$931,000 in Tax Credits for ICICS-Incubated Start-up Company

Having recently celebrated his company’s tenth anniversary, Shahram Tafazoli, founder and president of Motion Metrics International Corp., couldn’t have asked for a better birthday present. On August 12, 2009, the federal Minister of National Revenue, Jean-Pierre Blackburn, presented Tafazoli with a cheque for $931,000 in Scientific Research and Experimental Development (SR&ED;) tax credits. This amount represents 35 to 40 cents of every dollar spent by the company on R&D; over the preceding two years.

Motion Metrics, housed in the ICICS building, develops intelligent embedded systems for the open-pit mining industry. Their main product, ToothMetrics, is a camera-based system for detecting missing teeth in mining shovels. A broken tooth that goes undetected may end up jamming and seriously damaging the mine’s crusher, often a $1M problem. Freeing a broken tooth from a jammed crusher is also highly dangerous work—mining personnel have been killed trying to do it.
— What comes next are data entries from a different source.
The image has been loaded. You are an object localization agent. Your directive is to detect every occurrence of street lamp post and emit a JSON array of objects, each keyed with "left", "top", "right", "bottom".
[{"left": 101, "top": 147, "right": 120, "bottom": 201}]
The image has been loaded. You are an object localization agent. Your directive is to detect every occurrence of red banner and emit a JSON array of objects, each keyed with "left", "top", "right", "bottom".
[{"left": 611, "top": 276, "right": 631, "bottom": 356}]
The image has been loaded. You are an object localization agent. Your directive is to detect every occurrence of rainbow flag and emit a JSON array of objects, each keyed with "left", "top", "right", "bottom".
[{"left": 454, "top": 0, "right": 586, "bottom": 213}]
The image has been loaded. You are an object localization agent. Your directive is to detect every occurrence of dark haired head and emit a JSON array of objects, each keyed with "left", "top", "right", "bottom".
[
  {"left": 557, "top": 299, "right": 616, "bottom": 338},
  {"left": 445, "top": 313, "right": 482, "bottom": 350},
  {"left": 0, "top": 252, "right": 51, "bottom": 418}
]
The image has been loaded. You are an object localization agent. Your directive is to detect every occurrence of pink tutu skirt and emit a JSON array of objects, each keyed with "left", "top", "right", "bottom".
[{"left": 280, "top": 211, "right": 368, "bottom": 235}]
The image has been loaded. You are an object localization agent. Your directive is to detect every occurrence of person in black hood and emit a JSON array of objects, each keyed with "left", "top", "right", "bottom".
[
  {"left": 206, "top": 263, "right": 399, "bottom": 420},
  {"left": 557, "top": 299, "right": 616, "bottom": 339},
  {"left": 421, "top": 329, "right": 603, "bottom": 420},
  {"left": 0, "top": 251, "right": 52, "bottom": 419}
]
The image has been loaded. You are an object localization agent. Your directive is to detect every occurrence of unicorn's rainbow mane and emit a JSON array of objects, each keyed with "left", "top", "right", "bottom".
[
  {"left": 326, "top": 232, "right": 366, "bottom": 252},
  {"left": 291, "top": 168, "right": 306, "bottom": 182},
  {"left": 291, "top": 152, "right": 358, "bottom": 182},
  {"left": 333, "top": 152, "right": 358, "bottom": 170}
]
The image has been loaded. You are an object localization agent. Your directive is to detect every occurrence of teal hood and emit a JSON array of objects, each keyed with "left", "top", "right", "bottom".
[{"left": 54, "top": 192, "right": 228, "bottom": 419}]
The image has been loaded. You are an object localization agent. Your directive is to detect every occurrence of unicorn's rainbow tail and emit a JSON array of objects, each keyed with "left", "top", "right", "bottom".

The company’s other products include ViewMetrics, a camera-based vision system for mining shovels; ViewMetrics-Radar, which adds proximity detection to the camera views; and FragMetrics, which uses computer vision to analyze rock fragments in the shovel.
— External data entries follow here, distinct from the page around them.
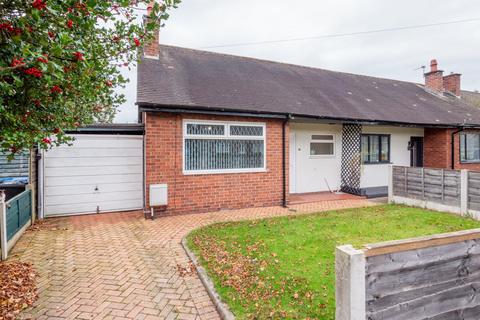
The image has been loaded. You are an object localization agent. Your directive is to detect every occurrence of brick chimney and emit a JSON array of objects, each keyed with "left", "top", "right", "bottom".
[
  {"left": 143, "top": 0, "right": 160, "bottom": 59},
  {"left": 443, "top": 72, "right": 462, "bottom": 97},
  {"left": 425, "top": 59, "right": 444, "bottom": 93}
]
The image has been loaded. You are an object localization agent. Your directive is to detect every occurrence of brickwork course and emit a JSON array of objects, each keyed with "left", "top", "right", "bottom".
[{"left": 10, "top": 199, "right": 373, "bottom": 319}]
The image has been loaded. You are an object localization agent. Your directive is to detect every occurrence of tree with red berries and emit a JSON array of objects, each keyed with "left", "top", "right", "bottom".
[{"left": 0, "top": 0, "right": 180, "bottom": 154}]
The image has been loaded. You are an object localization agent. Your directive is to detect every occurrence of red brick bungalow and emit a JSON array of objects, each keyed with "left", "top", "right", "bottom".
[{"left": 137, "top": 33, "right": 480, "bottom": 214}]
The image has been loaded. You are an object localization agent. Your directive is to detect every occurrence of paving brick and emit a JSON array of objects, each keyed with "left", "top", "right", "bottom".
[{"left": 11, "top": 199, "right": 372, "bottom": 320}]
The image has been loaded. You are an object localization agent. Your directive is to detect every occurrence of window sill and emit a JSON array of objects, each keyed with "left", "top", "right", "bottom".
[
  {"left": 363, "top": 162, "right": 393, "bottom": 166},
  {"left": 308, "top": 154, "right": 335, "bottom": 159},
  {"left": 183, "top": 168, "right": 268, "bottom": 176}
]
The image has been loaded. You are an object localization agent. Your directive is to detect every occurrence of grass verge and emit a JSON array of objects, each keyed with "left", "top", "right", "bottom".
[{"left": 187, "top": 205, "right": 480, "bottom": 319}]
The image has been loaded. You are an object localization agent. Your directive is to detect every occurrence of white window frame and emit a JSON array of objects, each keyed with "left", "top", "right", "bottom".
[
  {"left": 308, "top": 132, "right": 337, "bottom": 159},
  {"left": 182, "top": 119, "right": 267, "bottom": 175}
]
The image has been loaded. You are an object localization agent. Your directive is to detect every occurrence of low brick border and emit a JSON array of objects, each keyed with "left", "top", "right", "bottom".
[{"left": 181, "top": 235, "right": 235, "bottom": 320}]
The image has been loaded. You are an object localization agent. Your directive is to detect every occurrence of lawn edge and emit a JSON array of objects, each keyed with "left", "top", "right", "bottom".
[{"left": 181, "top": 235, "right": 235, "bottom": 320}]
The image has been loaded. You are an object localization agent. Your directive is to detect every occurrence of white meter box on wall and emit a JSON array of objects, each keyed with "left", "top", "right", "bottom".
[{"left": 150, "top": 184, "right": 168, "bottom": 207}]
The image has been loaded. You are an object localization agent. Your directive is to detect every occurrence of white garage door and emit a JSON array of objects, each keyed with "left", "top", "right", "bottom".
[{"left": 43, "top": 135, "right": 143, "bottom": 216}]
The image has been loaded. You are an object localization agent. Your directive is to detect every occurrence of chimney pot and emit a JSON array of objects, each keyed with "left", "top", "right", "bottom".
[
  {"left": 143, "top": 0, "right": 160, "bottom": 59},
  {"left": 425, "top": 59, "right": 443, "bottom": 93}
]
Motion Metrics emerged from Tafazoli’s PhD work at UBC in the 1990s, co-supervised by ICICS members Peter Lawrence (ECE) and Clarence de Silva (MECH). At the time, Lawrence and a team of ICICS researchers were working on simplifying the operator controls on heavy equipment such as excavators, log loaders, grapple yarders, and feller-bunchers. Tafazoli, now an ICICS member himself and ECE adjunct professor, contributed to this work by modelling the dynamics and frictional effects of hydraulic excavators. After completing his PhD in 1997, he started a consulting company with his two first clients, Lawrence and Tim Salcudean (ICICS/ECE), and initial free space from ICICS. Several years later, LoadMetrics, a bucket payload detection system for hydraulic mining shovels based on Tafazoli’s PhD work, was on the market. He then went on to develop ToothMetrics, based on perceived market need, and his company took off.

Tafazoli and his 15 employees, many of whom are former students of ICICS members, are constantly developing novel customer-driven products. Their emphasis on R&D;, supported by programs such as SR&ED; and driven by the culture of innovation at ICICS, is a clear formula for success.